All steps in one go:

devtools::install_github("nhs-r-community/pxtextmineR")
# If not using Conda, comment out the next two lines and uncomment the two lines 
# following them.
reticulate::conda_create("r-reticulate")
reticulate::use_condaenv("r-reticulate", required = TRUE)
# reticulate::virtualenv_create("r-reticulate")
# reticulate::use_virtualenv("r-reticulate", required = TRUE)
reticulate::py_install(envname = "r-reticulate", packages = "pxtextmining", pip = TRUE)
system("pip install wheel")
system("pip install https://github.com/explosion/spacy-models/releases/download/en_core_web_sm-2.3.1/en_core_web_sm-2.3.1.tar.gz")
system("pip install https://github.com/explosion/spacy-models/releases/download/en_core_web_lg-2.3.1/en_core_web_lg-2.3.1.tar.gz")

A NOTE OF CAUTION!

The installation instructions above did not work in all machines on which the installation process was tested. There were two problems:

  1. In some machines reticulate would simply refuse to install in virtual environment r-reticulate the version of Scikit-learn that pxtextmining uses (v 0.23.2).
  2. When trying to use a virtual environment other than r-reticulate (i.e. reticulate::use_condaenv("<some_other_virtual_environment>", required = TRUE)), the behaviour of reticulate was confusing. On the one hand, it would run pxtextmineR functions using the user-specified virtual environment. However, on the other hand, when running commands to build e.g. function documentation with R package pkgdown, reticulate would automatically set r-reticulate as the default environment, causing the code to break.

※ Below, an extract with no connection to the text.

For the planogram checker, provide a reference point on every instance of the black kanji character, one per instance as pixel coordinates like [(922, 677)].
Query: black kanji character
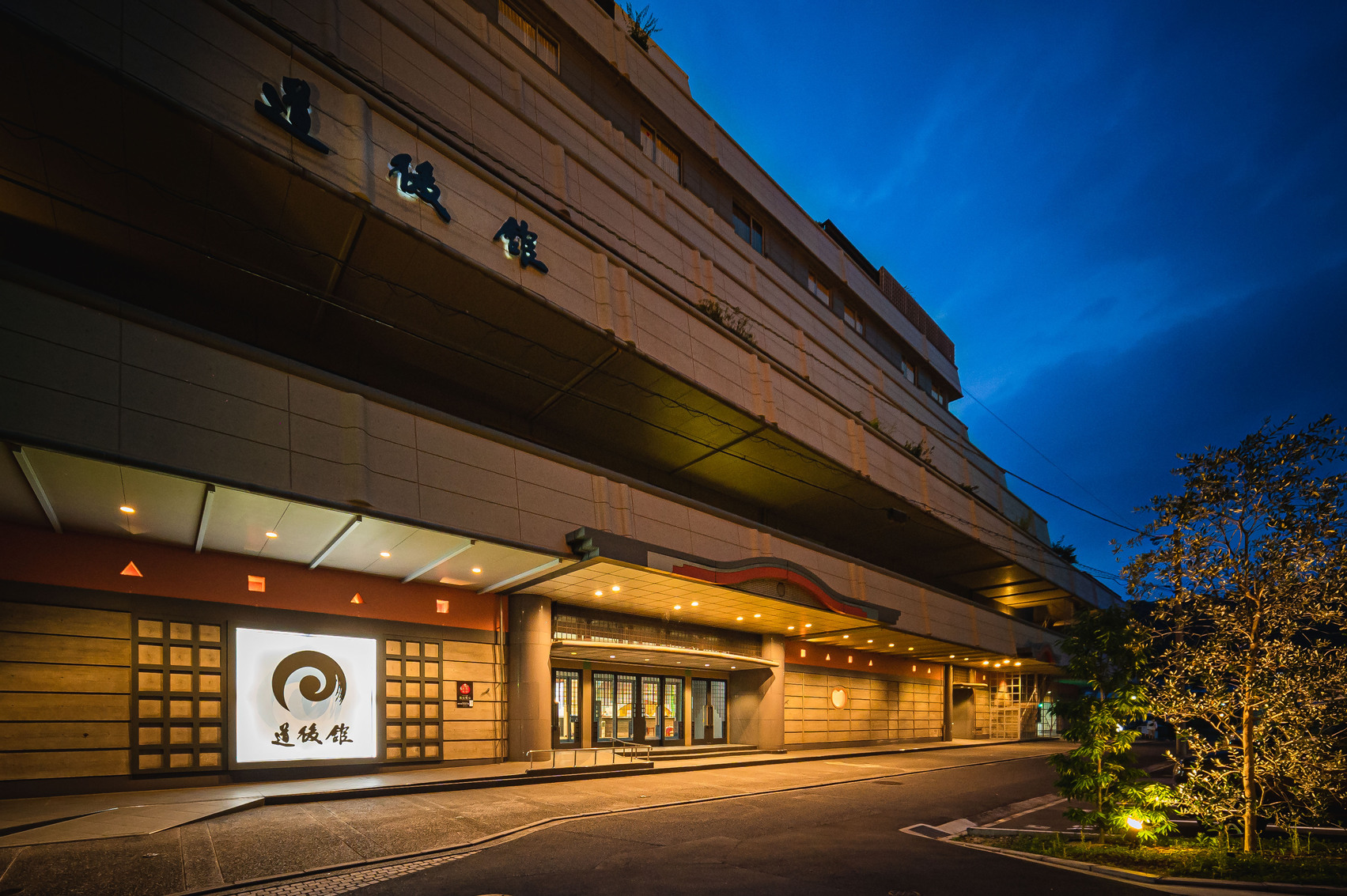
[(418, 182), (520, 243), (282, 737), (289, 109)]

We have opted for a more "invasive" approach to fix this problem so that users can use any virtual environment with no issues. This requires the following steps:

  1. Create a Python virtual environment using e.g. Anaconda, Miniconda or a Virtual Python Environment.

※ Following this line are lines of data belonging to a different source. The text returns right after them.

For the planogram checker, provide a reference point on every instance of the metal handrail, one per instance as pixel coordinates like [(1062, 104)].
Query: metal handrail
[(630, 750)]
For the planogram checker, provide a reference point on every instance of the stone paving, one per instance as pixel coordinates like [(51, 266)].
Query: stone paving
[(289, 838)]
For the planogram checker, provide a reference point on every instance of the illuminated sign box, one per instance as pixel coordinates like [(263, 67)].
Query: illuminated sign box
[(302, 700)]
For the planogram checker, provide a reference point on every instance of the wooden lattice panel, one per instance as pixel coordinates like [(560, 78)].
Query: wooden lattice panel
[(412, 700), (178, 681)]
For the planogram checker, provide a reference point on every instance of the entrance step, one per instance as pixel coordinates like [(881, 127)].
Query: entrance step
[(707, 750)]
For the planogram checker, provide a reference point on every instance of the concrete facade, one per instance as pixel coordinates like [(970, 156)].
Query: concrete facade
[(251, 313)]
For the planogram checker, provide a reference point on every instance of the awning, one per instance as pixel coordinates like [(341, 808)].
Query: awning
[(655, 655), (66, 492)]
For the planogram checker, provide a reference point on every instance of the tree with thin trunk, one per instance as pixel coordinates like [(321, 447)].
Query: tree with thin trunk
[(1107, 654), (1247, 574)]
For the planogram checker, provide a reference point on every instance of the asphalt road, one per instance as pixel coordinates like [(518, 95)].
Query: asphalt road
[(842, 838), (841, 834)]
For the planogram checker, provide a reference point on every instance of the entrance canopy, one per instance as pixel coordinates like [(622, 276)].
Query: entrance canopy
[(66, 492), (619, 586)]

  2. Activate it and install pxtextmining and the spaCy models:

    pip install pxtextmining
    pip install wheel
    pip install https://github.com/explosion/spacy-models/releases/download/en_core_web_sm-2.3.1/en_core_web_sm-2.3.1.tar.gz
    pip install https://github.com/explosion/spacy-models/releases/download/en_core_web_lg-2.3.1/en_core_web_lg-2.3.1.tar.gz
    
    
  3. Use a text editor to open your .Renviron file, normally located in ~/.Renviron, and add the following lines:

    PXTEXTMINER_PYTHON_VENV_MANAGER=name_or_path_to_venv_manager
    PXTEXTMINER_PYTHON_VENV=name_of_venv
    

    where "name_of_venv" should be replaced by the name of the virtual environment (unquoted) and "name_or_path_to_venv_manager" should be replaced by the name of the virtual environment manager or the path to the virtual environment (unquoted). In more detail:

    • If using Conda or Miniconda, replace "name_or_path_to_venv_manager" with "conda" or "miniconda" (unquoted) respectively.
    • If using a Virtual Python Environment, replace "name_or_path_to_venv_manager" with the path to the virtual environment, e.g. /home/user/venvs/myvenv.
  4. Good idea to restart R Studio.

  5. Run devtools::install_github("nhs-r-community/pxtextmineR") in the R console.

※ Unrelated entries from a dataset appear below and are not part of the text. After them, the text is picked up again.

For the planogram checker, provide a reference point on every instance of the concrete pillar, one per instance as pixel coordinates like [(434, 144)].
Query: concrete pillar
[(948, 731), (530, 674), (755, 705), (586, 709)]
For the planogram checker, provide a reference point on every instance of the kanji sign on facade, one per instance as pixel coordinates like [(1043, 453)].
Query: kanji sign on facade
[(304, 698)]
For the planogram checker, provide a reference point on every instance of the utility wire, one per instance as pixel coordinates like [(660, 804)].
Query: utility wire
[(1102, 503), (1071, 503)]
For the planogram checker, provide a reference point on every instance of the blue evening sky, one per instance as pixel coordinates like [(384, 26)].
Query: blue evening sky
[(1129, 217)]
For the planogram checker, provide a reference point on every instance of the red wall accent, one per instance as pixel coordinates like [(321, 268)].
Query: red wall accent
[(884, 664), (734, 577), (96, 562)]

  6. Again, good idea to restart R Studio. If there are error messages that the user-specified Python environment cannot be set, close and re-open R Studio.

References

Pedregosa F., Varoquaux G., Gramfort A., Michel V., Thirion B., Grisel O., Blondel M., Prettenhofer P., Weiss R., Dubourg V., Vanderplas J., Passos A., Cournapeau D., Brucher M., Perrot M. & Duchesnay E. (2011), Scikit-learn: Machine Learning in Python. Journal of Machine Learning Research 12:2825--2830.